Martinsburg girls who were burned in fire have returned home

Isabella Neel and Kali Basler were initially taken to Johns Hopkins for treatment

December 31, 2011|By MATTHEW UMSTEAD |

MARTINSBURG, W.Va. — Two Martinsburg girls who were hospitalized after they were burned in a house fire on Sept. 23 have returned home after undergoing extensive treatment, but the blaze remains under investigation, police said Friday.

Martinsburg Police Detective Cpl. Scott Doyle said they expect to interview the girls soon.

The cause of the fire at 311 Boyd Ave. has not been released by the Martinsburg Fire Department, and Capt. Greg Hoover, who investigated the fire, could not be reached for comment Friday.

Martinsburg North Middle School students Isabella Neel and Kali Basler initially were taken to Johns Hopkins Hospital in Baltimore for treatment after the fire, according to fire officials and family members.

Neel was staying the night at Basler's house when the fire was reported just after 1 a.m., according to police and family members.

Neel, the most seriously injured, underwent multiple skin-graft surgeries, but was able to return home Dec. 17 from Shriners Hospitals for Children in Cincinnati, her mother, Kendra Neel, said Friday.

Since the fire, community members have held a vigil at Burke Street School for the girls, and multiple fundraisers were held to benefit the families.

Kendra Neel said Friday in an email that she didn't know when her daughter would be able to return to school because of Isabella's need for more surgery and therapy.

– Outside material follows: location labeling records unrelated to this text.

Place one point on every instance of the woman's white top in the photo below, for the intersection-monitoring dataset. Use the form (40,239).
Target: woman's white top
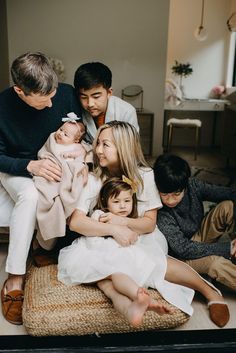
(90,259)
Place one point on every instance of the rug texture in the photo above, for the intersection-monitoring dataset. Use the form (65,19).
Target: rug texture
(53,309)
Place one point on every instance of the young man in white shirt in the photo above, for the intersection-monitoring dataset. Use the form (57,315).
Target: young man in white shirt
(92,83)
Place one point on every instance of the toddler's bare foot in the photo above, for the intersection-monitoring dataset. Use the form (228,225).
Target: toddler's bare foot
(139,306)
(159,308)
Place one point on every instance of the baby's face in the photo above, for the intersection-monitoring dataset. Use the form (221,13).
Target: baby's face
(68,133)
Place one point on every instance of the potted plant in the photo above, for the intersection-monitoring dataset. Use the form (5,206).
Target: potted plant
(181,70)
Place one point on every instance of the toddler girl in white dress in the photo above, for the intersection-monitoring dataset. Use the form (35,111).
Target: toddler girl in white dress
(90,259)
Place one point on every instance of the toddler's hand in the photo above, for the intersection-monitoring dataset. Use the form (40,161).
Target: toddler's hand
(113,219)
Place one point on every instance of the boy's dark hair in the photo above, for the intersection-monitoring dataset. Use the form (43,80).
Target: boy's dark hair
(33,73)
(92,74)
(171,173)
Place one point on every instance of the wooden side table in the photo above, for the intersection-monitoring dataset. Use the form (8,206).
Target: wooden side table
(146,123)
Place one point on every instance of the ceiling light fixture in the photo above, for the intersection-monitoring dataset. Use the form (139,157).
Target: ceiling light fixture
(200,33)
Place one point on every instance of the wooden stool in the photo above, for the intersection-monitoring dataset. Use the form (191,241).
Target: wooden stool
(184,123)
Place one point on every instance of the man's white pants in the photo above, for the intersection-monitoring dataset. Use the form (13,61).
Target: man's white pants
(18,203)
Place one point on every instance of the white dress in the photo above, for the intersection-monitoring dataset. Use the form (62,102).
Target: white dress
(90,259)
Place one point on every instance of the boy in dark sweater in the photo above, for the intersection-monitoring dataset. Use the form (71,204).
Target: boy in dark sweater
(29,111)
(192,236)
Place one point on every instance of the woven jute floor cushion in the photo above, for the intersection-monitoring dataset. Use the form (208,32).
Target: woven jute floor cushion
(53,309)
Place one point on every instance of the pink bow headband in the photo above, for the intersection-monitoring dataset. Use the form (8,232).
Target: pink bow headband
(71,117)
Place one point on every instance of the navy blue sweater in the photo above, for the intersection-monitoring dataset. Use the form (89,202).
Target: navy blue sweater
(23,129)
(180,223)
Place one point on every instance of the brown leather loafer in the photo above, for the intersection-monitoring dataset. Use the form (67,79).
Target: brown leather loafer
(219,313)
(12,305)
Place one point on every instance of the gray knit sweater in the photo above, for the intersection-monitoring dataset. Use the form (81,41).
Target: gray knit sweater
(178,224)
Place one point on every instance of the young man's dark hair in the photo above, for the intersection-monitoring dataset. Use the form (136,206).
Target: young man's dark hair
(171,173)
(92,74)
(197,238)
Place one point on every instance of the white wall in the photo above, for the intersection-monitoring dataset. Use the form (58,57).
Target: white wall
(130,36)
(208,58)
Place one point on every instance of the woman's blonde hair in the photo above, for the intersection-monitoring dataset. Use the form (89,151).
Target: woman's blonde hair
(129,150)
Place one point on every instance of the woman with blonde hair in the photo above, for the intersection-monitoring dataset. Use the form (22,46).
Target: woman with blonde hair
(118,152)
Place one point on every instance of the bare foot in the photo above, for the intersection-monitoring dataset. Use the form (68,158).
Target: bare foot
(139,306)
(159,308)
(215,296)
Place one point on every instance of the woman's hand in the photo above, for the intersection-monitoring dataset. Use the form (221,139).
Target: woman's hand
(46,169)
(113,219)
(124,236)
(233,248)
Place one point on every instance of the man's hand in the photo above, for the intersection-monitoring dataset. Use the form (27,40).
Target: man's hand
(124,236)
(113,219)
(46,169)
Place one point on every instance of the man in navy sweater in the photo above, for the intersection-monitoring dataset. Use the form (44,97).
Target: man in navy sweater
(29,111)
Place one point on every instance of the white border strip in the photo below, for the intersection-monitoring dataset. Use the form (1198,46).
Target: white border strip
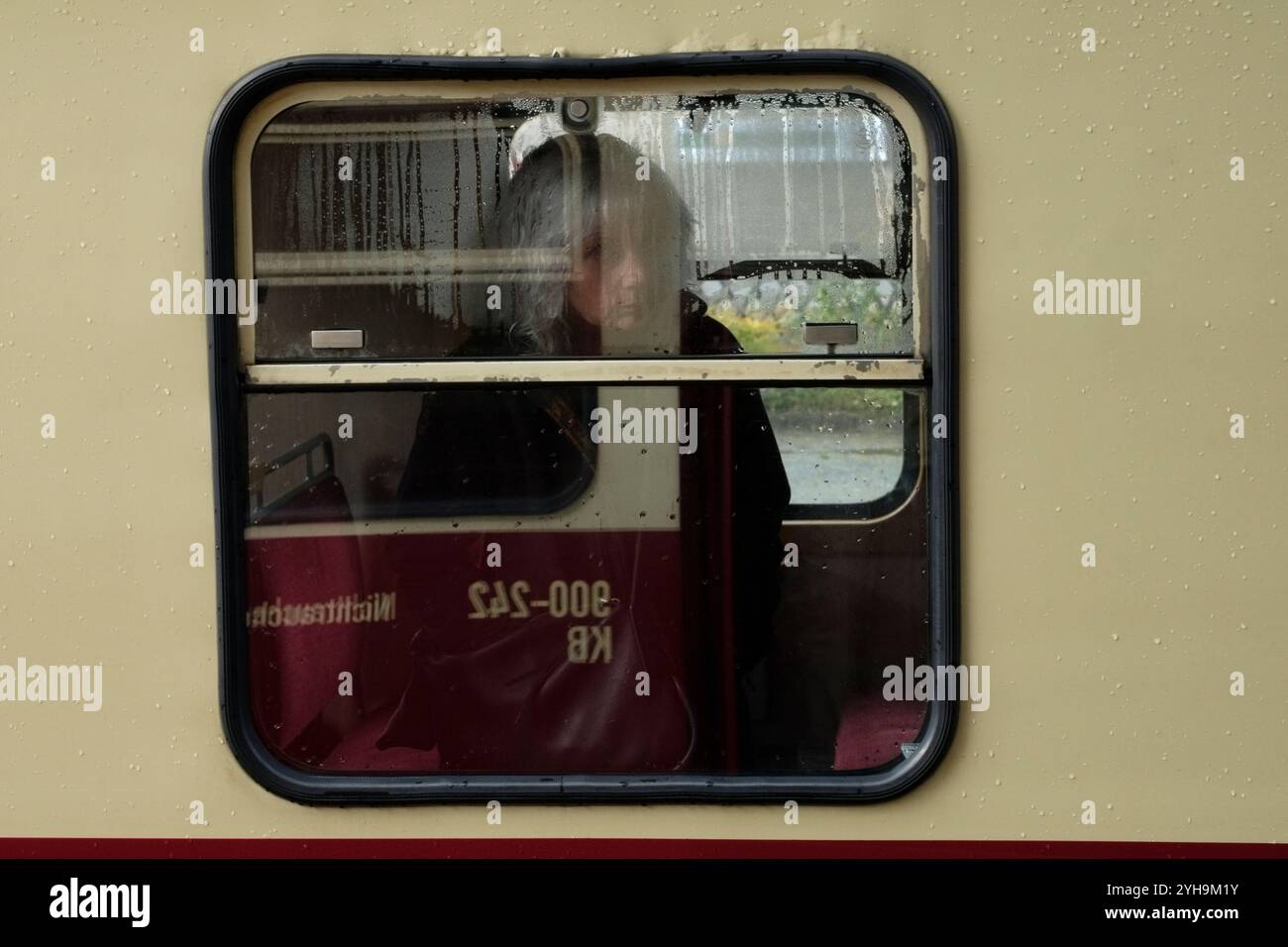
(596,369)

Isabella is scheduled to return to Ohio this week for more treatment, and Kendra Neel said she doesn't know how long her daughter will be in Ohio. Neel expects her daughter will need at least a year or more of rehabilitation.

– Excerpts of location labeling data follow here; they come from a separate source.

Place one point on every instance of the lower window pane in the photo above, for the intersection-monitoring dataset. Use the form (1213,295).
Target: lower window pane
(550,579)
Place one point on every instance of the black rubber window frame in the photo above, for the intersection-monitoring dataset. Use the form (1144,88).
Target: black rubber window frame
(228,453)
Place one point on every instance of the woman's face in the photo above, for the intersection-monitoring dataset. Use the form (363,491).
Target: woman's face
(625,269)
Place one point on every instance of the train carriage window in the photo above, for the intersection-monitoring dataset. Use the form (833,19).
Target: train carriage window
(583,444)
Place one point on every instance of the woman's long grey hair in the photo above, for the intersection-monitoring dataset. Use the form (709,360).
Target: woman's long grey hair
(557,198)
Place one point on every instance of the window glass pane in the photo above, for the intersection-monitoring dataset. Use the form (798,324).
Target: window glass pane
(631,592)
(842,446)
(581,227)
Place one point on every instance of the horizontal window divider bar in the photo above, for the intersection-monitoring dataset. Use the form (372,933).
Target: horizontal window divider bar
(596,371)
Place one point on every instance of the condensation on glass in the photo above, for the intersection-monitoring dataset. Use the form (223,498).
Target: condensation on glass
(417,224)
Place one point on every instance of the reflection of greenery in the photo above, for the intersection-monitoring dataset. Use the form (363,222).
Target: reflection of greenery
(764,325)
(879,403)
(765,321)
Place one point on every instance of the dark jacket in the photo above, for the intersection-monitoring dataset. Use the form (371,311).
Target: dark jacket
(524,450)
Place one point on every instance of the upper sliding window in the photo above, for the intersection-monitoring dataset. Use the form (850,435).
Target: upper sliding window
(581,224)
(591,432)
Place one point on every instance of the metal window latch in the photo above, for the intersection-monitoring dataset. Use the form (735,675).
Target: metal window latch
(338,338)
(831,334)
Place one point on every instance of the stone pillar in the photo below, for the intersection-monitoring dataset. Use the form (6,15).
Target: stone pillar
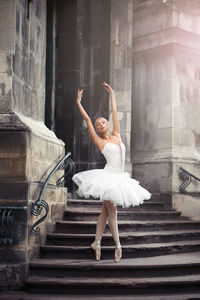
(165,127)
(121,66)
(82,62)
(28,149)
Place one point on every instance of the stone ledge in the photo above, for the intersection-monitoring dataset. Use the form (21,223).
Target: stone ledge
(16,121)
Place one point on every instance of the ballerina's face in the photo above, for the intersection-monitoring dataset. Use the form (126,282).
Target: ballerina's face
(101,125)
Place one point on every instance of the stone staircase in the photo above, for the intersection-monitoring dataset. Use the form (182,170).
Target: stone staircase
(161,256)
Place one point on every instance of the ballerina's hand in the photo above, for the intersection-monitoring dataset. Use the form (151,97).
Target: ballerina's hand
(107,87)
(79,95)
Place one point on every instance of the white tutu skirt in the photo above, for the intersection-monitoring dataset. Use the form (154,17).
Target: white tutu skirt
(118,188)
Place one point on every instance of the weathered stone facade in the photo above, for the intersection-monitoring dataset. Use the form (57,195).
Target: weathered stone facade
(165,127)
(148,51)
(28,149)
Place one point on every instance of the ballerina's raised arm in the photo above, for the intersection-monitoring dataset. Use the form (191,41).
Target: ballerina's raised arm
(116,127)
(95,138)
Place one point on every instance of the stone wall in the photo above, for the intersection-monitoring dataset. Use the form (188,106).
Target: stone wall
(82,62)
(28,149)
(165,126)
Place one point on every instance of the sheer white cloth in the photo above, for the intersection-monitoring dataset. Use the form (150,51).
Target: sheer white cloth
(111,183)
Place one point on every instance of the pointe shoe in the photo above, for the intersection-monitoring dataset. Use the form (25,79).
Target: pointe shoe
(118,252)
(96,246)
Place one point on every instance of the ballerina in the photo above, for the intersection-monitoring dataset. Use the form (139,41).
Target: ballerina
(112,185)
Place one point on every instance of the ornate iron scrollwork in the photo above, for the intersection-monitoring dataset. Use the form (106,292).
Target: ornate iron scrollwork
(185,176)
(6,220)
(41,205)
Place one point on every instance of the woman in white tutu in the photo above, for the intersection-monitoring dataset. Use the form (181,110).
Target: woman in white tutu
(111,185)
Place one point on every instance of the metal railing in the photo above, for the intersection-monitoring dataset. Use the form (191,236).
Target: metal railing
(41,205)
(186,176)
(6,220)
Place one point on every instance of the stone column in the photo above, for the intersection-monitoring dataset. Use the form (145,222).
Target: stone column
(82,62)
(28,149)
(165,126)
(121,66)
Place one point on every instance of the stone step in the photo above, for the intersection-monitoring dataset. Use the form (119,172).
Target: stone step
(127,226)
(126,238)
(80,215)
(129,251)
(91,204)
(35,296)
(168,265)
(102,286)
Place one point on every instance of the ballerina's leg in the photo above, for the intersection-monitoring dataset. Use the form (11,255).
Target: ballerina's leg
(112,220)
(102,220)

"She is at an emotional stage right now and coping like any 12-year-old that has scars on her neck, face, legs and arms ..." Neel said. "It's a lot for a young girl to endure, but I'm very proud of my girl. She's very strong."

Neel said Isabella's recovery has helped her better handle what happened, but the situation also has caused a financial strain because she can't return to work because of Isabella's need for care.

At the same time, Neel said she said also is "just feeling blessed" that her daughter still is alive

"The first four weeks were touch and go so just thanking the community for their prayers (thus) far," Neel said.